Я замялся. Только что казалось, я знаю, я вспомнил, как это читал или даже будто слышал сам: шум нарастающей осыпи, отзвук пустоты под ногами, возглас предупреждения, любви или вины, голоса, как трепетные бессильные огоньки… будто даже вновь вижу четкие карандашные слова, написанные моим почерком… но тут же они исчезли, точно очертания ветвей после вспышки зарницы.
— Скажите… — между ее бровей напряглась складка, — а в этих записях на листке вам ничего не показалось… странным?
Я приоткрыл рот и пожал плечами; до меня только тут дошло, что она имеет в виду и о каком больничном отделении шла речь; но в следующий момент снова показалось, что я и это сам всегда знал… мне ли было не знать…
Она попробовала затянуться, но обнаружила, что сигарета потухла.
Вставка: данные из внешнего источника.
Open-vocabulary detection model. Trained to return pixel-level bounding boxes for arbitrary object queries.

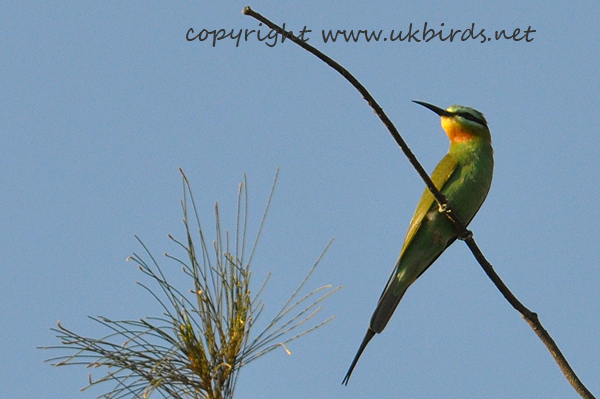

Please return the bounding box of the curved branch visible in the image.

— А ведь знаете, — щелкнула зажигалкой, снова выпустила из ноздрей дым, — знаете, я на днях шла тут по улице, мимо места, где мы проходили когда-то и где он оттащил меня от стены. Смотрю, а там балкон обвалился. Еще обломки лежат, торчит арматура… Я тут мало с кем знакома и общения избегаю, но краем уха улавливаю иногда разговоры о какой-то афере с цементом, воровстве или подмене, о проектных ошибках. Здесь ведь все строительство приостановлено, вы, наверное, слыхали. Может, он что-то в самом деле знал, о чем-то догадывался? О чем, может, ему знать не следовало? Написал что-то слишком неосмотрительно? Или кому-то сказал? И неверно был понят? Его сплошь и рядом не так понимали. Даже иногда я. Я, наверное, вообще не понимала, насколько у него все всерьез, при всей шутливости тона. Как будто он меня от чего-то оберегал. Его не просто было понять, мне до него надо было еще расти. И не только мне. При всей житейской беспомощности, такой на вид нелепый… Но разве обязательно понимать, когда любишь? Как я уговаривала его уехать! Я ведь здесь не могла остаться, это было невозможно по многим причинам. Почему он не захотел? Говорил, что должен остаться… как будто был здесь что-то кому-то должен. Я виновата. Думала: уеду, он рано или поздно опомнится. Что случилось? Или может быть: что с ним сделали? Я понимаю, это тоже род безумия: думать, будто еще что-то возможно. Словно бумажка — всего лишь бумажка — способна перевесить, подвести черту… можете ли вы это понять?